Performance on simulated data
First, we evaluated the performance of SiFit on extensive simulated data sets. The simulation studies were aimed at analyzing SiFit’s accuracy in phylogeny inference under different experimental conditions. We also assessed SiFit’s ability to estimate the error rates and its robustness against increased error rates. We compared SiFit’s performance to three other methods. To analyze how the tree inference process degrades if the inference algorithm fails to account for the SCS errors, we chose a representative of the classic phylogeny inference methods as used by Eirew et al. [34]. Eirew et al. used MrBayes [35], a Bayesian phylogenetic inference method, which reports a set of trees drawn from the posterior distribution. Even though it was applied on SCS data, this method does not account for the errors in that data. The trees inferred from this method can be directly compared against the true trees. For MrBayes, we compute the average tree reconstruction error by averaging over all inferred trees. We also compared against SCITE [39] and OncoNEM [38], methods that infer tumor trees under the infinite-sites assumption. SCITE was designed to infer a mutation tree, but it can also infer a binary leaf-labeled tree, where the cells are the leaf labels and edges contain mutations. We used SCITE to infer the binary leaf-labeled tree from simulated data sets so that they can be directly compared against the true trees. Since, SCITE is an MCMC-based algorithm, occasionally it might report more than one optimal tree. In such cases, we measure the average accuracy over all the reported trees. OncoNEM infers a clonal tree, which cannot be directly compared against the simulated trees. OncoNEM first infers a cell lineage tree and then converts it to a clonal tree by clustering nodes. The cell lineage tree inferred by OncoNEM is a different representation of the clonal tree. We convert the cell lineage tree inferred from OncoNEM to an equivalent phylogenetic tree (potentially non-binary) by projecting the internal nodes to leaves (for details see “Methods” section), enabling us to compare OncoNEM results against true trees.
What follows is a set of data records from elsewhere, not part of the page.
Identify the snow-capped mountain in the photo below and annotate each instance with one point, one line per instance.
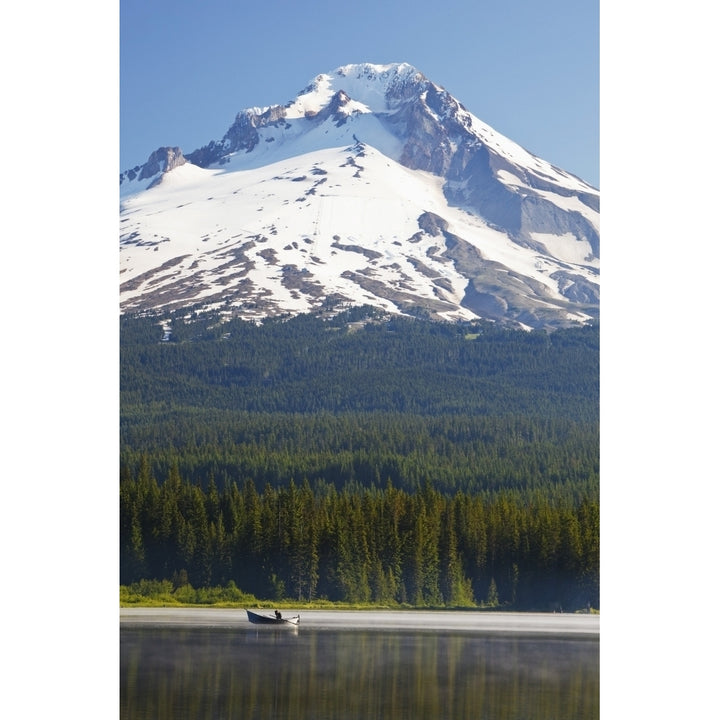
(374, 186)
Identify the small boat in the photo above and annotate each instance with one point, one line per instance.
(270, 620)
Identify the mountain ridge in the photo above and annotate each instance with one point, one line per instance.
(363, 157)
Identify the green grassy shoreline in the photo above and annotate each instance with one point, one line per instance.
(155, 594)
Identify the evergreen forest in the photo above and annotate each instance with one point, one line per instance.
(363, 458)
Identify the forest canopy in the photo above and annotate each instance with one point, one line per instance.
(453, 430)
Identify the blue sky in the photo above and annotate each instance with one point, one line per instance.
(528, 68)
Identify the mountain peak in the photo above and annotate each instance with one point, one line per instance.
(373, 186)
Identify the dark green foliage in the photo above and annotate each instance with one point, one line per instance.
(400, 460)
(383, 546)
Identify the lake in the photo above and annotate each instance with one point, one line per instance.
(212, 663)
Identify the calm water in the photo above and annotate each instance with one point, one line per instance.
(327, 669)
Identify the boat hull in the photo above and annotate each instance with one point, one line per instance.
(259, 619)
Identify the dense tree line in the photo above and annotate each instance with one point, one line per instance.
(308, 365)
(458, 452)
(400, 460)
(520, 549)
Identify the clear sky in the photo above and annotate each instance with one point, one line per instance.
(528, 68)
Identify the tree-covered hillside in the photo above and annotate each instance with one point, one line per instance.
(360, 411)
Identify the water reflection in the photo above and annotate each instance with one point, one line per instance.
(289, 673)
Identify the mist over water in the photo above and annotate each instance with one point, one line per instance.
(329, 669)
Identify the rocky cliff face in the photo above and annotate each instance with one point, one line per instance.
(162, 160)
(510, 237)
We use the tree reconstruction error for the performance metric. This measures the distance of the inferred tree from the true tree. The distance between two binary trees is measured in terms of the Robinson–Foulds (RF) distance [46], which counts the number of non-trivial bipartitions that are present in the inferred or the true tree but not in both trees. We normalize this count using the total number of bipartitions in the two trees. The output of SiFit, SCITE, and the Bayesian phylogenetic inference algorithm (MrBayes) is compared against the true tree in terms of the RF distance. The tree inferred by OncoNEM might be non-binary, so for OncoNEM trees, we separately computed the FP and FN distances between the true tree and the inferred tree. For binary trees with the same leaf set, the FP and FN distances are equal. For a non-binary tree, the FP and FN distances could differ from each other. “Methods” section gives the details of the tree reconstruction error metric for comparing trees.
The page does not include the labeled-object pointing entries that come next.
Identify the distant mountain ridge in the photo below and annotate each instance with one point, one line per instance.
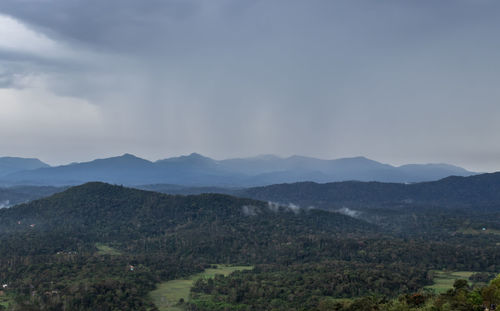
(9, 165)
(197, 170)
(478, 191)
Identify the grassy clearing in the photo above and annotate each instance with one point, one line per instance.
(168, 294)
(443, 280)
(103, 249)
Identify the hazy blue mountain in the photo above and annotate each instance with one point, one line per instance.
(20, 194)
(10, 165)
(125, 169)
(197, 170)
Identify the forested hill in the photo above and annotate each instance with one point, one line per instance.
(104, 212)
(103, 247)
(452, 191)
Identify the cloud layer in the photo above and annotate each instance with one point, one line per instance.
(412, 81)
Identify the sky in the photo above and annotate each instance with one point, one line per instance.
(395, 81)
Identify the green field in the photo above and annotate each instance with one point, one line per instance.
(103, 249)
(443, 280)
(168, 294)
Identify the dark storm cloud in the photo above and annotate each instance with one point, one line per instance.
(399, 81)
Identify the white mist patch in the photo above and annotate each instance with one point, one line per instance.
(250, 210)
(275, 207)
(349, 212)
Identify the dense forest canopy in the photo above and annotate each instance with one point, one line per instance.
(303, 257)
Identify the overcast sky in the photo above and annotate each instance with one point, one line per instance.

Accuracy of phylogeny inference
To analyze the accuracy of SiFit’s tree inference, we simulated three sets of single-cell data with varying levels of doublet noise: (1) data sets without any doublet (δ=0), (2) data sets with 5% doublet rate (δ=0.05), and (3) data sets with 10% doublet rate (δ=0.1). For each setting, we simulated random binary phylogenetic trees for a varying number of leaves (single cells). The number of cells, i.e., leaves in the trees, m, was varied as m=50, m=100, and m=200. The number of sites, n, was varied as n=200, n=400, and n=600. For each combination of δ, n, and m, we generated ten data sets that were simulated from ten random trees. At the root of the tree, all sites have a homozygous reference genotype. The sequences are evolved along the branches of the tree starting from the root. In each branch of the tree, we simulate four types of events that can alter the genotype of a site: a new mutation, a deletion, LOH, and a recurrent point mutation (see “Methods” section for details). After evolving, the leaves have genotype sequences with true mutations. m genotype sequences corresponding to m single cells constitute the true genotype matrix. Errors are introduced into the true genotype matrix to simulate single-cell errors. For data sets with doublets, doublets are formed by merging the genotypes of two single cells (see “Methods” section) with probability δ. The FN rate for cell c, β
c
, is sampled from a normal distribution with mean β
mean=0.2 and standard deviation β
sd=β
mean/10. FNs are introduced into the genotype matrix with probability β
c
for cell c. We introduced FPs into the genotype matrix with error rate α=0.01 by converting homozygous reference genotypes to heterozygous genotypes with probability α. It is important to note that here the FP rate, α, is by definition different from the false discovery rate (FDR) reported in single-cell-based studies such as [22, 24, 26]. α here indicates the fraction of non-mutant sites that are reported as mutant in the observed genotype matrix, whereas the FDR reported in the aforementioned studies refers to the number of FP errors per sequenced base pair. For exome-sequencing studies, even a very small FDR (∼10−5) can lead to a large number of FP variants in the observed genotype matrix, making α much higher than the reported FDR. After adding noise, the imperfect genotype matrices were used as input to SiFit for learning the ML tree.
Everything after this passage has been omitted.